Priorities – and why we hate sales calls

in Content Marketing, General Marketing Ideas

no sales calls

Imagine for a minute that you’re busy at work with a major deadline looming or furiously scrambling to get the kids into the car for the morning school run.

And the phone rings.

It’s a telemarketer. In fact, it’s an insistent telemarketer with all kinds of cunning questions and well-honed tactics to keep you guessing and – most importantly – on the phone.

You’re busy. You’ve got other priorities. They’ve interrupted you and chances are what they’re selling isn’t something you’re interested in buying anyway. Even if you were, now is certainly not the right time.

If this happened to you, chances are you wouldn’t be too pleased. It’s been happening to me all day.

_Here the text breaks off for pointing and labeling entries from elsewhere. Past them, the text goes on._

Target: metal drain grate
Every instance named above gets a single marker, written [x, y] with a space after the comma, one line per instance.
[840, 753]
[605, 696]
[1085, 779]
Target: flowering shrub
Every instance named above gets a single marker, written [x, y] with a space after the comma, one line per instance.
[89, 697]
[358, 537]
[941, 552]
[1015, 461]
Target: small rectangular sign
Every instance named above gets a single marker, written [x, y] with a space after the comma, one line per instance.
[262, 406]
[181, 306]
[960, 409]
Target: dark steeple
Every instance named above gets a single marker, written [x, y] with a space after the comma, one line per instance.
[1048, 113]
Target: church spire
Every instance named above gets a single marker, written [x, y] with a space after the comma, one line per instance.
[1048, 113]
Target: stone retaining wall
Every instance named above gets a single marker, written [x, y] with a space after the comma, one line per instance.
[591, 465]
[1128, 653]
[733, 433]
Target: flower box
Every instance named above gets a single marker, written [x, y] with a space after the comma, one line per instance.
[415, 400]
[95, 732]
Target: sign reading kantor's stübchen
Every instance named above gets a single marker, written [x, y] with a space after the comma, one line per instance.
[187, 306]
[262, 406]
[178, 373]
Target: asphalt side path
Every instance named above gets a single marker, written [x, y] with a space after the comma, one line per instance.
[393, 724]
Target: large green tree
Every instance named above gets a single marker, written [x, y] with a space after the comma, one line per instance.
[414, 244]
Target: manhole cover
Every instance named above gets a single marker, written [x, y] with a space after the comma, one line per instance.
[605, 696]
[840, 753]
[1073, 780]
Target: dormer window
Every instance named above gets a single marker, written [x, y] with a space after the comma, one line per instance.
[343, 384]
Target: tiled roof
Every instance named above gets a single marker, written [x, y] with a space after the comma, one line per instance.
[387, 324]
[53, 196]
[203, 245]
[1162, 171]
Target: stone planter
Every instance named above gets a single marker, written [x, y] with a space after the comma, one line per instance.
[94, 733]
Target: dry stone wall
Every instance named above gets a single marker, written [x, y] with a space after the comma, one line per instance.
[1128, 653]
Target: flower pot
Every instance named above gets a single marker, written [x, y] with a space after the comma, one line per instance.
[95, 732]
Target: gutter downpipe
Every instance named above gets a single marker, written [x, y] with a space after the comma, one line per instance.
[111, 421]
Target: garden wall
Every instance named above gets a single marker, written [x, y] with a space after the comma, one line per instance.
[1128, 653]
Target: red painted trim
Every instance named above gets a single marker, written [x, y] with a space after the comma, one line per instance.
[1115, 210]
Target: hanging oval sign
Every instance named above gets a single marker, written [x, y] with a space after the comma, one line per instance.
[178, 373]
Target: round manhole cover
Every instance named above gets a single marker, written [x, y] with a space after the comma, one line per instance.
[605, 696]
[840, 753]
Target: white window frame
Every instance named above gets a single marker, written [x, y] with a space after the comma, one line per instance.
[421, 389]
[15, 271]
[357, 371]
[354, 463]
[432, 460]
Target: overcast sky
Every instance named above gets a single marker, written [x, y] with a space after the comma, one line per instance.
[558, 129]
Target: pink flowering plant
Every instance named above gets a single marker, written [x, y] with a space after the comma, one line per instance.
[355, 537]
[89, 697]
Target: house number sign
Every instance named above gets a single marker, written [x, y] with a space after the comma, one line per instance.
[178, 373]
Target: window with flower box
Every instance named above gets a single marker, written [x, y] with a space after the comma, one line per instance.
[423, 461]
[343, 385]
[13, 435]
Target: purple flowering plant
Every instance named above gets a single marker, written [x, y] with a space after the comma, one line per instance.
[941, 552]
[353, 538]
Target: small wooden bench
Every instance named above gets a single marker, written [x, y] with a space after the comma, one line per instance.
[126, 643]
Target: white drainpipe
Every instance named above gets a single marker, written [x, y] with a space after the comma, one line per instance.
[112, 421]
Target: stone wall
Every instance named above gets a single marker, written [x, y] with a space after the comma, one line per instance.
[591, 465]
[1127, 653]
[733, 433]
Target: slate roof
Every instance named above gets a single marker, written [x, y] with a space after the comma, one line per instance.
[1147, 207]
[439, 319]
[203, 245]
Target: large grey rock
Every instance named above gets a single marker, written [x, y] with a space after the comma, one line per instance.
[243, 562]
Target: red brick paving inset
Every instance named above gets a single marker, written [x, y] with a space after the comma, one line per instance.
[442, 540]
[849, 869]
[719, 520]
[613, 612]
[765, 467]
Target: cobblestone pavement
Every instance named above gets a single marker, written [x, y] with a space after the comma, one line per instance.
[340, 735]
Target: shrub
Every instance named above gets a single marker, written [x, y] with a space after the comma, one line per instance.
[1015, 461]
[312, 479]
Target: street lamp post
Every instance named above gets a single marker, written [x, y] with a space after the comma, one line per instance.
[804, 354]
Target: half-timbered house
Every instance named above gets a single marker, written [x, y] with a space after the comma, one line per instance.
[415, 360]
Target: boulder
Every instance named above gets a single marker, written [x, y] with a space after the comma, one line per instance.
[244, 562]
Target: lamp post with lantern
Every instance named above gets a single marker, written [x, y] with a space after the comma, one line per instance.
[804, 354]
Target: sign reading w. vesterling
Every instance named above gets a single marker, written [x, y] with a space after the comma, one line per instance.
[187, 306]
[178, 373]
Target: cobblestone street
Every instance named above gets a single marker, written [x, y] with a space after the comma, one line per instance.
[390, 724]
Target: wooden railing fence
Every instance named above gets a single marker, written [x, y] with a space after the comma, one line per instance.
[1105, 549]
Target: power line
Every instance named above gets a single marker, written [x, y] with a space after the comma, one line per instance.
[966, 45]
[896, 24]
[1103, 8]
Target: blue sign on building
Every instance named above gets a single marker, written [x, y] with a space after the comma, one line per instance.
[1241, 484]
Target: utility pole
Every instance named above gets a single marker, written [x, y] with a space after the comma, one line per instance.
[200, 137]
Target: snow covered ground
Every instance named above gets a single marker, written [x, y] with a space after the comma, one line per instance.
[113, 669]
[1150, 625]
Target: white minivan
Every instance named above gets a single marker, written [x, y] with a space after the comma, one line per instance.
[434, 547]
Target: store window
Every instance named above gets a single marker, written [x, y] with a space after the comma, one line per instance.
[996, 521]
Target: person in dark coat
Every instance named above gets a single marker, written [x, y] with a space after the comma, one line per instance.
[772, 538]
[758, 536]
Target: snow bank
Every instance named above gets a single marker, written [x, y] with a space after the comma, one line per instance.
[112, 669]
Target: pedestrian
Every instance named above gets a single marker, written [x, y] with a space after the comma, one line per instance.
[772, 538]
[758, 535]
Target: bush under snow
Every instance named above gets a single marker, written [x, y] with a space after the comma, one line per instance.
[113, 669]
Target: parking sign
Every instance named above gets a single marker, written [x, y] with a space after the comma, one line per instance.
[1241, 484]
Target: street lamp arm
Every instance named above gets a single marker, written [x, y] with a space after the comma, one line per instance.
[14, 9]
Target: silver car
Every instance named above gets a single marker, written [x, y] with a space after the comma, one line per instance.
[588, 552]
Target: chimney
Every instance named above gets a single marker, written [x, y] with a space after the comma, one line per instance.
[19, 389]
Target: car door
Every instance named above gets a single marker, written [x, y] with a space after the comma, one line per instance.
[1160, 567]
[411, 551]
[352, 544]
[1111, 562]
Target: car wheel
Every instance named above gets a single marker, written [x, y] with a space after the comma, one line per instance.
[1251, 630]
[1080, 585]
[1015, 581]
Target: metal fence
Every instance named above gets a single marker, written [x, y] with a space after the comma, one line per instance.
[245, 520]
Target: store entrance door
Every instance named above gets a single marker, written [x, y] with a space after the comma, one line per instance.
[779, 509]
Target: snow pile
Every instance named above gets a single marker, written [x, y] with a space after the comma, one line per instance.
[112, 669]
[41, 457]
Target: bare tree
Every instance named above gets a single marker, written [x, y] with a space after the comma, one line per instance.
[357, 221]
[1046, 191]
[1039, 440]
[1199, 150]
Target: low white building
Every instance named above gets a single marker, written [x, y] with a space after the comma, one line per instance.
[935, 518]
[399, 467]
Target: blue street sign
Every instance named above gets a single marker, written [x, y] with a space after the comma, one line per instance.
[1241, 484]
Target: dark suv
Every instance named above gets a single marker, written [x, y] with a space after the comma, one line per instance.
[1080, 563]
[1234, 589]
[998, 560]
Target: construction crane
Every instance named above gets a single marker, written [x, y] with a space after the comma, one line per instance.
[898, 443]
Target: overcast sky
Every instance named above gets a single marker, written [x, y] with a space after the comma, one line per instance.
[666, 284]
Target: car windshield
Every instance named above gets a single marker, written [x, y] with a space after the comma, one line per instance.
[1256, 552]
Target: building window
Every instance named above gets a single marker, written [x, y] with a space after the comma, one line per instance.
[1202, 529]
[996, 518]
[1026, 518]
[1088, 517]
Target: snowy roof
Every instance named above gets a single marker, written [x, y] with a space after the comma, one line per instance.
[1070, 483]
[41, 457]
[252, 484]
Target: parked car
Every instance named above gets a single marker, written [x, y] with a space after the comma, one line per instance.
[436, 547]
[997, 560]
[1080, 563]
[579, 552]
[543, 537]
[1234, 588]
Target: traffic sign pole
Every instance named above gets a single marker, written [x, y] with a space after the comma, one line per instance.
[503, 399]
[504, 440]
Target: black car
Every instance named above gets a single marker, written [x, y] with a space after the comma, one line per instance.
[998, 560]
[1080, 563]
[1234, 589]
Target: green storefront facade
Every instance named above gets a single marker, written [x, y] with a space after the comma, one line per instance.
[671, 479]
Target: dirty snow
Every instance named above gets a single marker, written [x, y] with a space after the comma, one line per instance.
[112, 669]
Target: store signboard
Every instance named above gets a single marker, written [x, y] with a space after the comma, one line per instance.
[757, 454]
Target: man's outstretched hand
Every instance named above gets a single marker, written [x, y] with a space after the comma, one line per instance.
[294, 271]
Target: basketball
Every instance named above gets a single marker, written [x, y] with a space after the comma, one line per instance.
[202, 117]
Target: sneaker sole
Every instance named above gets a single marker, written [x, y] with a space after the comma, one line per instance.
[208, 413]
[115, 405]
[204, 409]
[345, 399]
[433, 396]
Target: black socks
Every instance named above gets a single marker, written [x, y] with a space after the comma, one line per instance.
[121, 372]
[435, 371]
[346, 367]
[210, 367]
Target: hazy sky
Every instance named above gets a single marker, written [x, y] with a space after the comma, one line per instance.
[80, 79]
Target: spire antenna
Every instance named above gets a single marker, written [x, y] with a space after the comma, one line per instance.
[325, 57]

But this is how we traditionally treat our prospective clients and customers all the time. Even if you don’t use telemarketing you’re still interrupting people. You get in the way of their favourite TV show. You pop up in the middle of an interesting article in their favourite magazine. You litter their ‘in tray’ with your direct mail.

Of course you may have something useful to say – and maybe even something useful to sell them. But you’re doing it on your terms and expecting your intended audience to make your business their priority – when what they really need to do is get Jimmy to put his shoes on and get in the car.

In short, we’ve got things the wrong way around.

We need to stop trying to force our prospective customers to listen when they’re least willing to. We need to start making solutions to their problems available to them when they need them.

Does that mean we stop using telemarketing or advertising or direct mail? Perhaps. More to the point, we need to look again at how we use the tools available to us.